Recuerda a Transformers 3. Se maravilla cómo el director no tenía
todos esos problemas y ya se había adelantado. Piensa que él creó una mujer
fuerte que corre y esquiva las amenazas de los extraterrestres mecánicos. ¡Y
también era sexi! Gabriel o Paulo piensa: ¿por qué le voy a sacar ese erotismo
a la mujer, acaso no le viene dada?
Su tercera novia, que estudia
psicología, le enseña que no. Que ese erotismo no es propio de la mujer, sino
que está mediatizado por la mirada del hombre heterosexual. Le enseña que,
además de la literatura, otros discursos metaforizaron a la mujer y lo
femenino. Le cuenta que el psicoanálisis proveyó de variadas formas de lo
mismo. El útero es más que un espacio de gestación, y es también el lugar de
retorno a comodidad inicial. La mujer o vagina es un tajo, y en cierta forma,
al mismo tiempo, un lugar que da cobijo y un monstruo que devora.

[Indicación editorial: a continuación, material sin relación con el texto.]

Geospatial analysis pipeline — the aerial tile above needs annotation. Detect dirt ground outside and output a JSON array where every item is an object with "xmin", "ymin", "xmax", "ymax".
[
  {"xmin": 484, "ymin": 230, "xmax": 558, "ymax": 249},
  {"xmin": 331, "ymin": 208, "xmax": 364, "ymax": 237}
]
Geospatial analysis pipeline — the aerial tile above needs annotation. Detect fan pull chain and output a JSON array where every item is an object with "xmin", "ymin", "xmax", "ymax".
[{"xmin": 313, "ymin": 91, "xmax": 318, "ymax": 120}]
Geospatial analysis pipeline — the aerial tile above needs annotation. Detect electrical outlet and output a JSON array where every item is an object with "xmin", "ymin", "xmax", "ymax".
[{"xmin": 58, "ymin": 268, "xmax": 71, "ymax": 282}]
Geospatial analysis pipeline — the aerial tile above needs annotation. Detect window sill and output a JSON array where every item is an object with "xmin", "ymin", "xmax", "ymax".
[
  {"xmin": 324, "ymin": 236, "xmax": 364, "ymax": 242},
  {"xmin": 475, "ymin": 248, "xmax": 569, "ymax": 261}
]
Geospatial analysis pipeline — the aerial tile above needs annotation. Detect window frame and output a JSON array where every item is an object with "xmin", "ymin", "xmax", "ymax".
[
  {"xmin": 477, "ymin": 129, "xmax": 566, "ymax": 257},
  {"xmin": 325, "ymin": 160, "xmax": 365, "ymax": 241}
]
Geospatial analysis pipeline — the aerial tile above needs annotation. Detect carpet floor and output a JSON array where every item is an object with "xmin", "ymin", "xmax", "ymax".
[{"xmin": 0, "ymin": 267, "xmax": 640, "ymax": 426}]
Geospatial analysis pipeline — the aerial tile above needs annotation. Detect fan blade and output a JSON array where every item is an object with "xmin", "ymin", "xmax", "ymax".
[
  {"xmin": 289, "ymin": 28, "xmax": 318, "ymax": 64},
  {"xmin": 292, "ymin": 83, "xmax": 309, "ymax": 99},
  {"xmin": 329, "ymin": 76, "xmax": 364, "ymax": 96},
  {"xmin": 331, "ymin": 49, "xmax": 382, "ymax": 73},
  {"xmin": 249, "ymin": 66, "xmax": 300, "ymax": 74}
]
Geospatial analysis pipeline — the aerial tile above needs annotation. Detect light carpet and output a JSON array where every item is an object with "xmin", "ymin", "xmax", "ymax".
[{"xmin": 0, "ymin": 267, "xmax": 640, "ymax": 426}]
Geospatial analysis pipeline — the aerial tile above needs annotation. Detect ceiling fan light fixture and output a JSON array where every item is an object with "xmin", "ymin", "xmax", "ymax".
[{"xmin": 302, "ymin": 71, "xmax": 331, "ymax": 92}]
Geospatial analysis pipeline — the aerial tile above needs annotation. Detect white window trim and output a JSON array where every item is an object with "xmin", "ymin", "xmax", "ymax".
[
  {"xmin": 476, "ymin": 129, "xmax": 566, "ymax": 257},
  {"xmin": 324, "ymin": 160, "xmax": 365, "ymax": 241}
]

Paulo o Isaac empieza a marearse y no
entiende nada. Comienza él también a estudiar alguna carrera universitaria. No
necesariamente va a estudiar Filosofía y Letras, puede ser abogacía u otra carrera
con algunos contactos humanísticos. Aprende que la relación entre el hombre y
la mujer siempre fue conflictiva. ¿Mantienen la misma naturaleza o son por
esencia diferentes?
Lee que la literatura sin nombre —las
mitologías, los poemas anónimos y los cuentos populares— también trabajaban la
construcción de objetos y figuras ligadas a la mujer y a lo femenino. Aunque
todo siempre está ligado a una interpretación posible, y las anacronías impiden
cualquier cristalización de significados. ¿A qué se referían exactamente cuando
decían “lo envolvió con su manto”, “enjugó el sudor y la sangre”, o “renunció a
la lanza”?
Otros detalles lo agarraron
desprevenido: los actores griegos utilizaban máscaras de mujer, o un elemento
propio de las mujeres, para recibir así los atributos femeninos; y como si
fuera poco, Afrodita nace de la esperma de Urano. ¿Acaso eso indica que no
tiene madre porque la virilidad del titán es suficiente? La mujer parece
siempre depender, incluso para su gestación, del hombre; lo cual es una
paradoja.
Nuestro escritor no sabe a qué asirse
para escribir sobre sus personajes mujeres. ¿Puede acaso un hombre escribir
sobre mujeres manteniendo una autenticidad que le es completamente extraña? ¿La
ficción es completamente el resguardo de lo verosímil?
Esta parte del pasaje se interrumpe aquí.